A personal line of credit can be useful in situations where there will be ongoing costs and the price point isn’t fixed. This could include things like moving expenses, paying bills and tackling home renovations. A revolving credit line can also provide a sense of financial security. If you haven’t hit your credit limit, then you know you have funds readily available in case of an emergency.

Pros and Cons of a Personal Line of Credit


  • Only pay on what you borrow. With a personal line of credit, you’ll usually only pay interest on the amount you borrow. So if you have a line of credit with a $2,000 limit and you’ve only drawn $500, you’ll typically only pay interest on the $500.
  • Ongoing access to funds. As long as your line of credit remains open and you haven’t reached your borrowing limit, you’ll have access to funds when you need them.
  • Flexibility. One of the main features of a line of credit is its flexibility. A line of credit may be useful to have for emergency cash shortages, to supplement an irregular or seasonal income or even to provide peace of mind with easy access to cash, when necessary.


  • Potential to overspend. The constant access to cash can be tempting to tap into, even when you may not need it. As long as you remember your goals and stick to your budget, you should be able to stay on track.
  • Fluctuating payment amount. The amount you pay probably won’t be exactly the same each month — it will depend on how much you borrow. Also, many lines of credit come with variable interest rates. This can sometimes make it difficult to predict the amount of your bill.
  • Maintenance fees. Even if you don’t take a draw from your line of credit, your lender may still charge you maintenance fees to keep the account open.

Is It Harder To Get Approved for a Personal Loan or a Personal Line of Credit?

Generally, it’s not harder to qualify for one over the other. Approval mostly depends on the lender’s requirements, the amount you’re applying for, your credit history and your financial situation.

If you aren’t approved, consider applying for a smaller loan amount. You can also look for lenders that offer loans and lines of credit that are easier for customers with bad credit to get approved for. These may come with higher interest rates or fees, but they can be helpful in an emergency. Still, you should consider all of your options before deciding if that is the right move for you.

How Do Personal Loans and Lines of Credit Impact Your Credit Score?

How a loan or line of credit affects your credit score heavily depends on if the lender reports to the credit bureaus — Experian, Equifax and TransUnion. If a lender reports to the credit bureaus, the loan or line of credit will appear on your credit report and contribute to your credit history. If the lender doesn’t report to the credit bureaus, the loan or line of credit may not impact your credit in many cases.
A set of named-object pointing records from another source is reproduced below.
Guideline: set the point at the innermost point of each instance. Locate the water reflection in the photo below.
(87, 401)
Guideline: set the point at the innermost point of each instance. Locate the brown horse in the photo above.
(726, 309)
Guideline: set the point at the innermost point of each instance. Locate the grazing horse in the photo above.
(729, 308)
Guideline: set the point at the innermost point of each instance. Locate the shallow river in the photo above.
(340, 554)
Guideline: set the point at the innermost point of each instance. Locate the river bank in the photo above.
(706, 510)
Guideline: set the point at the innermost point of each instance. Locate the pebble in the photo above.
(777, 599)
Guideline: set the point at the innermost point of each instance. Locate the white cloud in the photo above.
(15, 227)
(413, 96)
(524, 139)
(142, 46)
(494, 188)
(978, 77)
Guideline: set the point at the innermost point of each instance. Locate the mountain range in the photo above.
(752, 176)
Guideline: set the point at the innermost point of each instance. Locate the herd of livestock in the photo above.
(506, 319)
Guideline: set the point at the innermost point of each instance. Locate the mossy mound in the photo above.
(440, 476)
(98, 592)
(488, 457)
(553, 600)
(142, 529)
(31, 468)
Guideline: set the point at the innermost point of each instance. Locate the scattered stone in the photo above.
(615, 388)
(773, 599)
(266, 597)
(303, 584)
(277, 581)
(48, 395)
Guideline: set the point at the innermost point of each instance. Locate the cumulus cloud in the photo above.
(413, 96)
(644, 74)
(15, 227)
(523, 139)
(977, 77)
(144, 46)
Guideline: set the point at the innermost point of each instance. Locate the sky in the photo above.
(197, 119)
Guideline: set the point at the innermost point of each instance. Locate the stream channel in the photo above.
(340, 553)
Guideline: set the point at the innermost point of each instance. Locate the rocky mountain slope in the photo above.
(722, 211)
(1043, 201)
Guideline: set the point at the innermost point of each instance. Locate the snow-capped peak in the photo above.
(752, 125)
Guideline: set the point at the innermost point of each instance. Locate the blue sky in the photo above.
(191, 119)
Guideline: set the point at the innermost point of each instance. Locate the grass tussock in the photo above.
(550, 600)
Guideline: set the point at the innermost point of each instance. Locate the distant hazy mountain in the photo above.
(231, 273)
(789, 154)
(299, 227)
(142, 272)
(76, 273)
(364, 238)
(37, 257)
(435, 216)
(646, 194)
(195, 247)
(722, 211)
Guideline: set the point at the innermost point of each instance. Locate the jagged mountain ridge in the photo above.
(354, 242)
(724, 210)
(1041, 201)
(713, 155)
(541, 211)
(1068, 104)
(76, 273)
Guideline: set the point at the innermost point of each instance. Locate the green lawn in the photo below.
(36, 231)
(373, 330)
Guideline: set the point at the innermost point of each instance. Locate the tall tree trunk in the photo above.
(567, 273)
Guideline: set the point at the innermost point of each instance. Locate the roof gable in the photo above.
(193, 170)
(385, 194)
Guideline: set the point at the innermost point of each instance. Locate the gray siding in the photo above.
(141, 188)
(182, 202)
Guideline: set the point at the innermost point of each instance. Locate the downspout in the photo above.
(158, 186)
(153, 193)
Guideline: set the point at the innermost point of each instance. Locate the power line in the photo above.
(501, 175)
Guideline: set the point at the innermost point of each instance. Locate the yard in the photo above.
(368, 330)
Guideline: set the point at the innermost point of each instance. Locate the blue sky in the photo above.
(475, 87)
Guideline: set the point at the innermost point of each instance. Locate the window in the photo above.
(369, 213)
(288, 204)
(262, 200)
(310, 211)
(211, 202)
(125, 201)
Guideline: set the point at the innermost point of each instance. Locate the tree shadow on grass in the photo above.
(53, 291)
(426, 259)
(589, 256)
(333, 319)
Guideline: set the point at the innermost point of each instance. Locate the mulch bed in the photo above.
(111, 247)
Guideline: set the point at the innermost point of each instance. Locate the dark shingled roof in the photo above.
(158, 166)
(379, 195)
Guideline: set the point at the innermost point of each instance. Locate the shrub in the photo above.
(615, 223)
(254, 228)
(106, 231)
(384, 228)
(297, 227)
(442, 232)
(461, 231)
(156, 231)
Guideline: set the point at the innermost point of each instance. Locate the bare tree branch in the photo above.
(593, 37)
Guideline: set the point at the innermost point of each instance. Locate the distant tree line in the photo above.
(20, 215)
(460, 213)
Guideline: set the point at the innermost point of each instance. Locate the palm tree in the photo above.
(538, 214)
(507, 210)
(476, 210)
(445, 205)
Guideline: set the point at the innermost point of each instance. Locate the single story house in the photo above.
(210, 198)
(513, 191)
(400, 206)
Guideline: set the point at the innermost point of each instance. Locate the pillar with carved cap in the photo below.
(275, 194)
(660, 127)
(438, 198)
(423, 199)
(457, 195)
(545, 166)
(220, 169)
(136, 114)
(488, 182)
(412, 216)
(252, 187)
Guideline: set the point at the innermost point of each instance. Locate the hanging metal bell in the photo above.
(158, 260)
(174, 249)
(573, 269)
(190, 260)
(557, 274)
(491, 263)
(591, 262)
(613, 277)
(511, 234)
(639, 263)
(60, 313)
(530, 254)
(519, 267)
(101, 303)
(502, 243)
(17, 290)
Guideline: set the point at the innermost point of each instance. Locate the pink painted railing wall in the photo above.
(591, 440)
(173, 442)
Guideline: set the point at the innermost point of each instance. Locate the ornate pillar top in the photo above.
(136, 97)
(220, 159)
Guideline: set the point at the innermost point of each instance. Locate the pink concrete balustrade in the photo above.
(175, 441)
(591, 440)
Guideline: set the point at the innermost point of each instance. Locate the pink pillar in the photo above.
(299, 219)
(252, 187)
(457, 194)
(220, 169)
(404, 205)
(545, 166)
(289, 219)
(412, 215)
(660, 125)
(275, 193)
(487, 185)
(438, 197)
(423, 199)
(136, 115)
Keep in mind that even if a lender doesn’t report to the credit bureaus, the lender may send the debt to collections if you default on your loan.That can have a negative impact on your score.

Personal installment loan. Installment loans can affect your credit in a few different ways. First, when you apply the lender may run a hard credit check to determine approval and loan terms. Hard credit checks can temporarily decrease your credit score. If you’re approved, you’ll need to make your minimum payments on time and in full in order to maintain or build a good credit history. Missed and late payments can damage your credit score. A personal installment loan can also impact your score since it can help you diversify your credit mix.

Personal line of credit. Hard credit checks and payment history will also impact your score with a line of credit. However, you’ll also need to keep an eye on your credit utilization ratio. Your credit utilization ratio is basically the amount of certain types of credit available to you (your credit limit) versus the amount of that credit you’ve used — and contributes to 30% of your FICO Score. Your credit utilization ratio can both positively and negatively impact your score. Many experts recommend staying below 30%.

DISCLAIMER: This content is for informational purposes only, and should not be relied on as advice of any kind. NetCredit and its affiliates do not provide financial, legal, investment or tax advice.